Weakening Rupee and the Indian Economy By Anurati Bukanam from Amity Law School, Mumbai
One of the economic problems India is facing today is that of its vulnerable Rupee. Indian currency has been depreciating for a long time now and this is bound to affect our economy in many ways.
The Indian Rupee has fallen in value against a basket of currencies since the Independence in 1947. Since then, the Rupee has continued to depreciate, falling to a major low in 2013,
65 Indian Rupees for 1$.
A major question is what does this devaluation really mean for the Indian Economy?
India, among other countries is a current account deficit nation. The imports of the country outnumber the number of exports. With the continuing devaluation of the Rupee, India earns more because the dollar is costlier. However, because of the imports dominating the market it also loses more than before. The rupee depreciation particularly hits the industrial sector and puts higher pressure on items like oil, imported coal, metals and minerals and imported industrial intermediate products.
A weak Rupee is destined to affect the economy in several ways.
First, high inflation which has been running into double digits now. Higher oil import costs could translate into higher fuel costs, which will raise, or at least keep the pressure on the overall cost of economic activity [i], shifting the burden of higher fuel costs on the consumers. A falling currency will also compel the RBI to increase policy rates. No cut in policy rate will add to the borrower’s woes who are eagerly waiting to get rid of the high loan regime. If RBI cuts rates further, the interest rate arbitrage (between Indian government bonds and US Treasury yields) becomes less attractive, thus compromising the possibility of further capital flows.
Finally, depreciation will help boost the domestic demand, increasing the exports and forcing consumers to shift to domestic products rather than the imports, causing a demand-pull inflation.
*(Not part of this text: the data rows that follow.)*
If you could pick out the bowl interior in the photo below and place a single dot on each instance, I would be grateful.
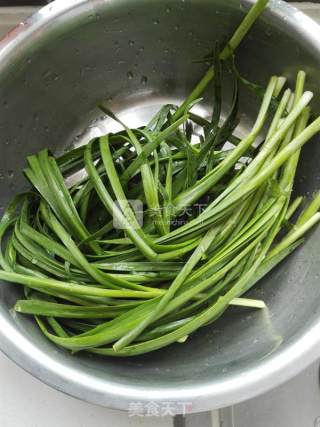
(136, 56)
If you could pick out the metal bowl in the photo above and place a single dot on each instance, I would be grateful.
(54, 68)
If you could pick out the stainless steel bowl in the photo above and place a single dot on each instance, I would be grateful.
(135, 55)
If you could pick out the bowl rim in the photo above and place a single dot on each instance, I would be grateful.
(259, 378)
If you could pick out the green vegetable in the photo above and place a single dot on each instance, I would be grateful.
(96, 278)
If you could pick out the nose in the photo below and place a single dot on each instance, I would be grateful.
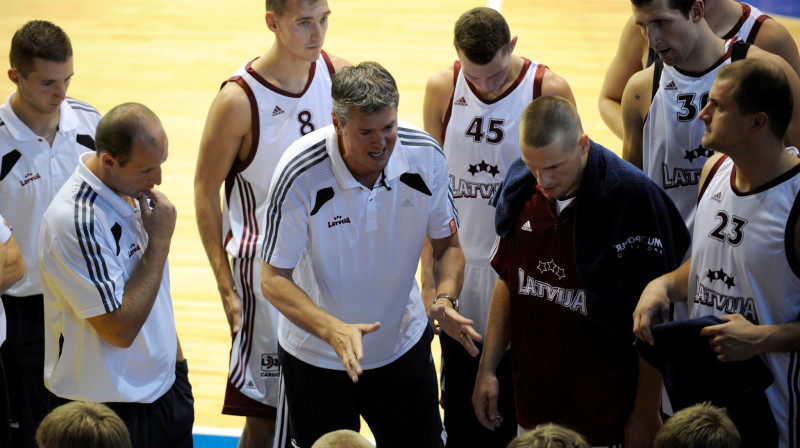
(156, 176)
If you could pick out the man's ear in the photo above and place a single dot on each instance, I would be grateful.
(107, 161)
(14, 75)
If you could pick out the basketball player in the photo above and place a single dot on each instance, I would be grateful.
(42, 133)
(662, 130)
(581, 232)
(267, 104)
(12, 266)
(744, 266)
(727, 19)
(472, 108)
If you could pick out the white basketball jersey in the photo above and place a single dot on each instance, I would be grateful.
(740, 265)
(481, 139)
(672, 152)
(278, 119)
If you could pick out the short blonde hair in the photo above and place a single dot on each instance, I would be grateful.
(343, 438)
(550, 435)
(81, 424)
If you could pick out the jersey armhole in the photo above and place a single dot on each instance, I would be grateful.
(658, 67)
(538, 78)
(710, 176)
(791, 234)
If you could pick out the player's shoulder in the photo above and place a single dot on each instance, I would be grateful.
(84, 109)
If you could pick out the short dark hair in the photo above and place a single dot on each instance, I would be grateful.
(38, 39)
(699, 426)
(761, 86)
(80, 424)
(279, 7)
(122, 127)
(683, 6)
(366, 88)
(546, 119)
(480, 33)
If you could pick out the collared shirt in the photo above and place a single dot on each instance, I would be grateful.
(364, 243)
(91, 241)
(31, 172)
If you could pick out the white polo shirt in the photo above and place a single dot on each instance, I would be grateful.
(91, 241)
(5, 235)
(364, 243)
(31, 172)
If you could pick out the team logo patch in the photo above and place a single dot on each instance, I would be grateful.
(639, 242)
(30, 177)
(700, 151)
(270, 365)
(551, 266)
(722, 276)
(337, 220)
(483, 167)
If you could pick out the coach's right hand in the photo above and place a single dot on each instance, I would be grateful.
(159, 222)
(346, 340)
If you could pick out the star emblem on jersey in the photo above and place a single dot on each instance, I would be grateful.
(483, 167)
(551, 266)
(698, 152)
(722, 276)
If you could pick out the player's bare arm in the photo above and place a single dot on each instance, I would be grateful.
(438, 92)
(13, 264)
(627, 61)
(121, 326)
(635, 104)
(279, 288)
(225, 138)
(448, 273)
(738, 339)
(792, 137)
(554, 85)
(645, 419)
(653, 306)
(498, 333)
(775, 38)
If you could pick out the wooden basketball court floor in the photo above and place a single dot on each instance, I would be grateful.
(172, 56)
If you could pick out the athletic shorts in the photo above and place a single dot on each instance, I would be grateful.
(23, 358)
(390, 398)
(253, 387)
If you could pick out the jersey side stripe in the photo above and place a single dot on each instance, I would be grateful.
(75, 104)
(302, 162)
(84, 227)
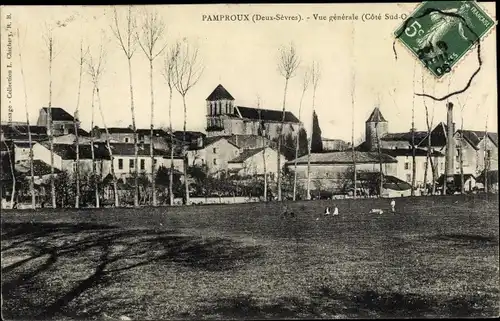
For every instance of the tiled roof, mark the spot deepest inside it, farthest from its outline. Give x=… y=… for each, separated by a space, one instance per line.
x=438 y=136
x=376 y=116
x=69 y=151
x=265 y=114
x=492 y=177
x=474 y=137
x=59 y=114
x=249 y=141
x=40 y=168
x=246 y=154
x=456 y=178
x=407 y=136
x=125 y=149
x=21 y=132
x=419 y=152
x=345 y=157
x=220 y=93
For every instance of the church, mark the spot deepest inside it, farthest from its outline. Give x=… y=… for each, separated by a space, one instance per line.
x=225 y=118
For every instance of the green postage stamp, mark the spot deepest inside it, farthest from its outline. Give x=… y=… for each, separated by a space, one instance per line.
x=440 y=33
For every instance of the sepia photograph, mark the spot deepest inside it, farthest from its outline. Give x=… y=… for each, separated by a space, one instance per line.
x=249 y=161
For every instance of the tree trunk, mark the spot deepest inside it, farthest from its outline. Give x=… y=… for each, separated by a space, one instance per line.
x=413 y=158
x=461 y=161
x=32 y=171
x=136 y=150
x=13 y=173
x=297 y=142
x=280 y=138
x=76 y=126
x=265 y=172
x=295 y=166
x=172 y=145
x=115 y=183
x=184 y=150
x=308 y=184
x=151 y=147
x=381 y=176
x=94 y=166
x=51 y=135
Secondly slower economic growth. The falling Rupee is making the domestic and international investors unsure and nervous to invest in India. As foreign investment in India dries up, the gap between the needed investment and the actual investment widens. Foreign investment is at risk when local currency fails, tapering both debt and equity as the investors predict a further depreciation. All of this will just shoot up the Capital Accounts Deficits[ii]. Among all this unemployment shall also find its way with the slower rate of economic growth. Creating more problems for the country.
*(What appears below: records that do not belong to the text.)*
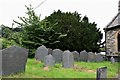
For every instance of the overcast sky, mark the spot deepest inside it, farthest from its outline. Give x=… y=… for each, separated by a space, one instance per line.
x=99 y=11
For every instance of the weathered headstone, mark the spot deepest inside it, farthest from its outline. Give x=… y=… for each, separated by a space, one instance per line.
x=112 y=60
x=13 y=60
x=99 y=58
x=101 y=73
x=83 y=56
x=49 y=60
x=41 y=52
x=57 y=54
x=76 y=55
x=91 y=57
x=68 y=59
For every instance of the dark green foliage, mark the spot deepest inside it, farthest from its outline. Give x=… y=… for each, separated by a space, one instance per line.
x=66 y=31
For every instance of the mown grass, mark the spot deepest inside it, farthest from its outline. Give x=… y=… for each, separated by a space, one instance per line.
x=35 y=69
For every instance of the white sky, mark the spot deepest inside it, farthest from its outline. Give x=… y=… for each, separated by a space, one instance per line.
x=99 y=11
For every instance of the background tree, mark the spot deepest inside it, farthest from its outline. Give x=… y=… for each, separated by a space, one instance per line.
x=81 y=34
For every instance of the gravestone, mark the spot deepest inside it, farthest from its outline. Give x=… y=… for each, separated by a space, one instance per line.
x=83 y=56
x=76 y=55
x=57 y=54
x=112 y=60
x=101 y=73
x=13 y=60
x=49 y=60
x=41 y=52
x=98 y=58
x=67 y=59
x=91 y=57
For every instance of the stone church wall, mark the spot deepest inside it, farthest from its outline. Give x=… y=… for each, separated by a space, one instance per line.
x=112 y=41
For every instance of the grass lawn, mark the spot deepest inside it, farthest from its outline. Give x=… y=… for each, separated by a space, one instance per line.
x=35 y=69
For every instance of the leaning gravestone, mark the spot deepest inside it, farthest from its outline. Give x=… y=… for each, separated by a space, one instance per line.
x=13 y=60
x=40 y=53
x=68 y=60
x=49 y=60
x=101 y=73
x=98 y=58
x=83 y=56
x=57 y=54
x=76 y=55
x=91 y=57
x=50 y=51
x=112 y=60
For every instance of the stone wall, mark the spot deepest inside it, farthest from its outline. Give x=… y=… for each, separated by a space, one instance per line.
x=112 y=41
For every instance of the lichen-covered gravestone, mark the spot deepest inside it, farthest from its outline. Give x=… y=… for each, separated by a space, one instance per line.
x=40 y=53
x=112 y=60
x=101 y=73
x=49 y=60
x=13 y=60
x=76 y=55
x=83 y=56
x=91 y=57
x=57 y=54
x=67 y=59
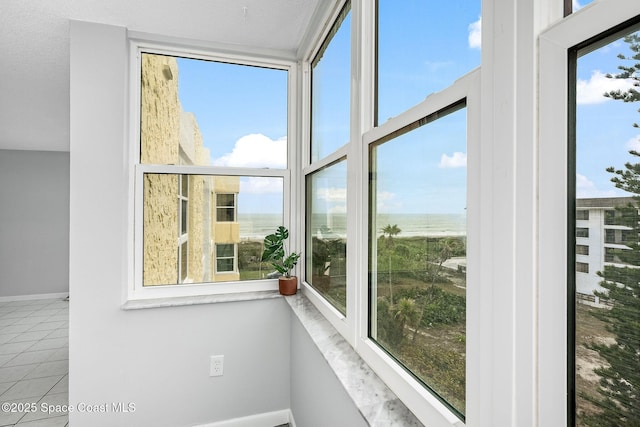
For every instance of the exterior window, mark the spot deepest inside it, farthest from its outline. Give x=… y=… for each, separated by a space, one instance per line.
x=582 y=267
x=417 y=250
x=582 y=250
x=582 y=232
x=330 y=87
x=327 y=232
x=201 y=123
x=225 y=207
x=183 y=237
x=606 y=359
x=432 y=56
x=326 y=176
x=225 y=258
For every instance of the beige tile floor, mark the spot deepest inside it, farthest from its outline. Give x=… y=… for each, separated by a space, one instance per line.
x=34 y=363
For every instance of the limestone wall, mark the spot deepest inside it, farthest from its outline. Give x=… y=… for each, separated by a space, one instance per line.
x=171 y=136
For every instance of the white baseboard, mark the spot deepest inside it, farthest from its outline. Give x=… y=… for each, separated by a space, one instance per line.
x=268 y=419
x=35 y=296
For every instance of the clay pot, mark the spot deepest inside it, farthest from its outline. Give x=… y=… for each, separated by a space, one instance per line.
x=288 y=285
The Corporate sheets will be stretched as the burden for debts taken for loans and projects will increase. And as these loans mature, the cash flows will be impacted.
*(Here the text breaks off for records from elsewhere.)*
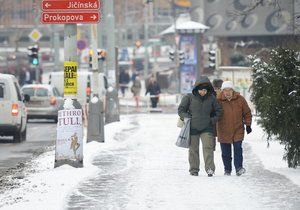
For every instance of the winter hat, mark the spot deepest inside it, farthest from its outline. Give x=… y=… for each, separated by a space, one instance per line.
x=227 y=84
x=202 y=86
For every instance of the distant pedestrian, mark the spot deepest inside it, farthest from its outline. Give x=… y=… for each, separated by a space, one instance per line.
x=199 y=107
x=230 y=127
x=136 y=90
x=153 y=89
x=124 y=79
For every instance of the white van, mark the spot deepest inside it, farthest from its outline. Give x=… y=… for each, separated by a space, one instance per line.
x=13 y=116
x=85 y=84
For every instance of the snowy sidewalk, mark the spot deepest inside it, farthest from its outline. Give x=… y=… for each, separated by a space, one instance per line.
x=139 y=167
x=151 y=173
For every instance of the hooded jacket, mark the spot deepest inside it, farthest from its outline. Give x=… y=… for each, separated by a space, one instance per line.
x=203 y=111
x=236 y=113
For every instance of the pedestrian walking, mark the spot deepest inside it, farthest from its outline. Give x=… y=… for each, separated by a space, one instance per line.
x=136 y=90
x=124 y=79
x=153 y=89
x=230 y=127
x=199 y=106
x=217 y=84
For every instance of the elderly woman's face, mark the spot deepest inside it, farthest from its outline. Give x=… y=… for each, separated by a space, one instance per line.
x=228 y=93
x=202 y=92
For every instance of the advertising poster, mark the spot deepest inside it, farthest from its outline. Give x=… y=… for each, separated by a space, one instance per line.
x=70 y=78
x=188 y=76
x=187 y=44
x=69 y=142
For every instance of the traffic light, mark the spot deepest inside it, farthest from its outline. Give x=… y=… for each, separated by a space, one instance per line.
x=138 y=44
x=172 y=55
x=212 y=58
x=90 y=58
x=181 y=56
x=101 y=54
x=33 y=54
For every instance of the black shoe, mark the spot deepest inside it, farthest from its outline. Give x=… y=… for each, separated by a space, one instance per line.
x=240 y=171
x=194 y=173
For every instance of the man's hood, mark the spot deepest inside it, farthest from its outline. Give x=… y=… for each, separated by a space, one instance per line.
x=203 y=80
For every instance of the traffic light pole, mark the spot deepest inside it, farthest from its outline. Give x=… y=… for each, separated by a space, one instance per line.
x=146 y=31
x=176 y=56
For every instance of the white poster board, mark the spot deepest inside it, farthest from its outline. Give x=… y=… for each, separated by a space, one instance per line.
x=69 y=141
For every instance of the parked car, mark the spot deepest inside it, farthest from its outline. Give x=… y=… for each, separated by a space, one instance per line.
x=13 y=120
x=44 y=102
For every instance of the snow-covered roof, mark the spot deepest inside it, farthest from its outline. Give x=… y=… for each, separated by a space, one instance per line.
x=185 y=24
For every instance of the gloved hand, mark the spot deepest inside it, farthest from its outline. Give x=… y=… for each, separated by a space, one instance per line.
x=248 y=129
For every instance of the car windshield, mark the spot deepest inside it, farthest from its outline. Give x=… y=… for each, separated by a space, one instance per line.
x=40 y=92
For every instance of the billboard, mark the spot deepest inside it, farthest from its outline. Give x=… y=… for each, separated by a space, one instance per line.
x=188 y=69
x=224 y=18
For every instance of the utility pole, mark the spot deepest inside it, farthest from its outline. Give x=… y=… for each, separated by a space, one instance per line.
x=176 y=49
x=146 y=36
x=110 y=32
x=112 y=102
x=56 y=47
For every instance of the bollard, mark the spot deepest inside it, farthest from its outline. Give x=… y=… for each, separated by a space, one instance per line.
x=112 y=113
x=95 y=131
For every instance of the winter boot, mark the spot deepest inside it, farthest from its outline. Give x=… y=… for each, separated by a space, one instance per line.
x=240 y=171
x=227 y=173
x=194 y=173
x=210 y=173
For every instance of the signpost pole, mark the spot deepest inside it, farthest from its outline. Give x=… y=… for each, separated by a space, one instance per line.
x=69 y=143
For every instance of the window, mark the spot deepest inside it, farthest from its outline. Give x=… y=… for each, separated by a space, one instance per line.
x=41 y=92
x=28 y=91
x=1 y=90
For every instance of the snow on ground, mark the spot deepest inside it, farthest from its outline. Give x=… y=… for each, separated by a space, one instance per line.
x=161 y=179
x=272 y=156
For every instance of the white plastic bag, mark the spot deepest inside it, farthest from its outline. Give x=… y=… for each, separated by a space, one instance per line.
x=183 y=139
x=180 y=123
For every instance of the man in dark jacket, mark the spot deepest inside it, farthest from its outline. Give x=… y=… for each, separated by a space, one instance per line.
x=203 y=109
x=154 y=89
x=124 y=79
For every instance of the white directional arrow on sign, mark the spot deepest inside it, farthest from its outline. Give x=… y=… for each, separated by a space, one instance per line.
x=47 y=5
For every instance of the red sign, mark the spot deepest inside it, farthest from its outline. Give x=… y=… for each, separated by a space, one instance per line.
x=69 y=17
x=54 y=5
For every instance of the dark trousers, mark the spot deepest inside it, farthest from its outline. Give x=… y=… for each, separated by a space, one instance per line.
x=154 y=101
x=227 y=158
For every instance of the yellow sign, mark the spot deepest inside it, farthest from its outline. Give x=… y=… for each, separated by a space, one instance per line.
x=183 y=3
x=70 y=78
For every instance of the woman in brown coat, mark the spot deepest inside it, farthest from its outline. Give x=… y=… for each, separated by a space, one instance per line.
x=230 y=127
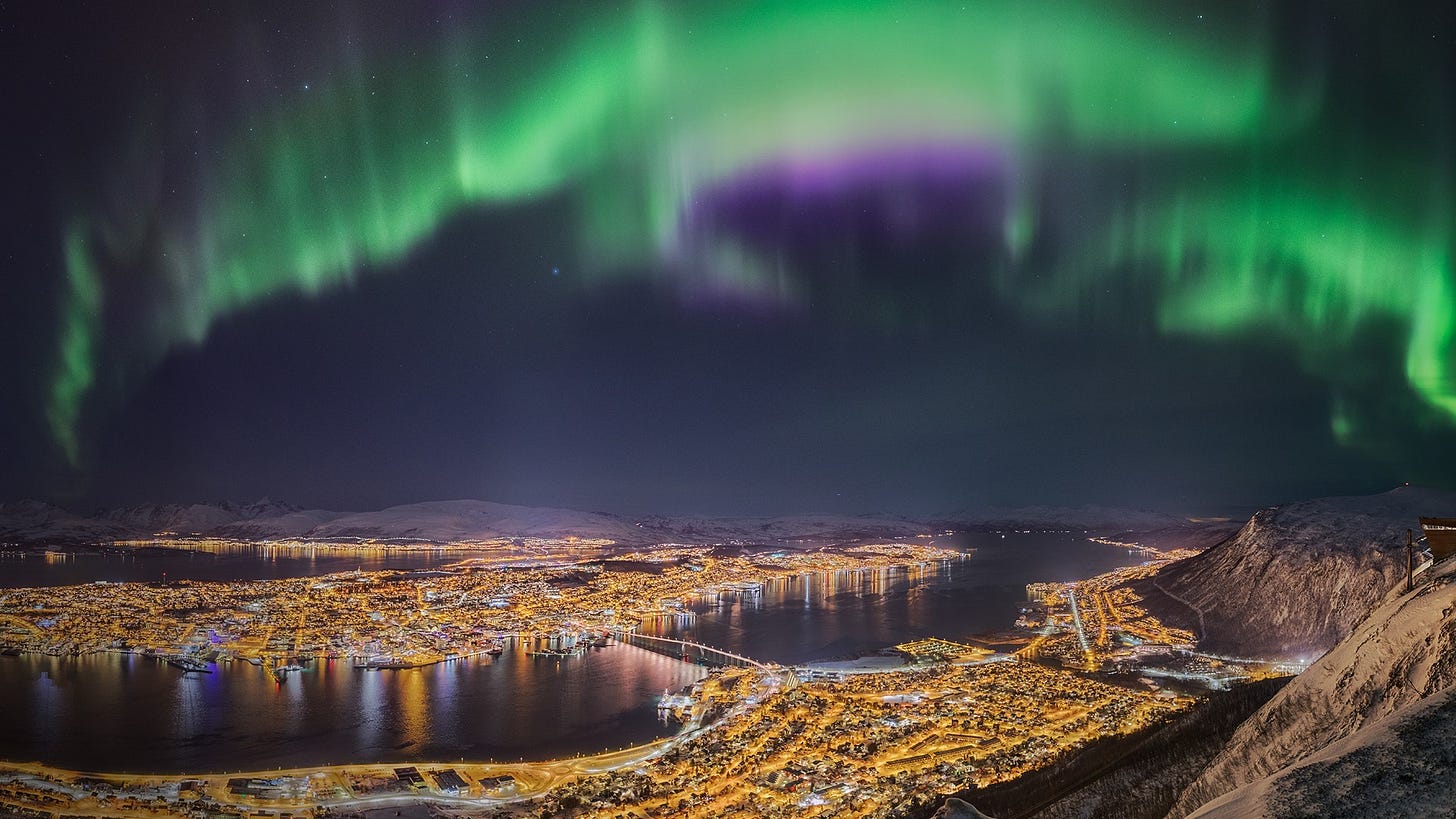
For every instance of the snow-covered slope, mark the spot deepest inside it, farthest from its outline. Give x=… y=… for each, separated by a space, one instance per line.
x=1402 y=765
x=1298 y=577
x=1401 y=655
x=453 y=520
The falling Rupee often coerces the companies to also increase costs as the cost of imports increase. Failure of a similar rise being experienced in the prices of exportable commodities is going to result in widening of Current Account Deficit of the country.
Fourthly, Oil importers and marketing companies, who import their major raw material crude oil, have the most to lose out on. The loses from subsiding prices through the public distribution system will climb further. Increasing by 9,500 crore every year, with the fall in the Rupee.
Consumers will be directly impacted by all these changes. Transportation costs will increase due to the crude oil price rise, adversely affecting foreign travel and overseas education. The major impact of this will be felt by students abroad, they shall suffer the increase in the standard of living and expenses of the university fee.
Essential goods will also inflate, making it difficult for the common man to make ends meet, with the country on the verge of having more unemployed in their homes.
Lastly, Foreign Investments in stock markets have also taken a major setback. FII are unsure about the stability of the economy and are awaiting to take their money out of the market, thus resulting in less inflow of Dollars in the country. Decreased in supply and increase in demand of dollar will also lead to strengthening of the Dollar against the Rupee.
Apart from these negative impacts, India is also bound to face some positive impacts. Exporters shall benefit from the feeble Rupee, bringing delight to the exporters who will get paid more. It will also help make Indian products more competitive in the global market and be fruitful to its exports. Overseas Indians can gain more on remitting to India. Also, Mutual Fund Investors who invested in the US will gain up to 37% returns from the feeble Rupee. IT Industry also looks to benefit in the short run as the foreign investments in the industry will intensify making it cost-competitive. Tourism will also flourish as inflow of foreign tourists will increase making India a cheaper destination.
Therefore, there are negative and positive influences of the weakening Rupee. However due caution and care will be taken by our policy makers to ensure a better future of the Indian economy.
Disclaimer: The opinions expressed in the articles or any other publication are those of the authors. They do not purport to reflect the opinions or views of the Educoncours or its members.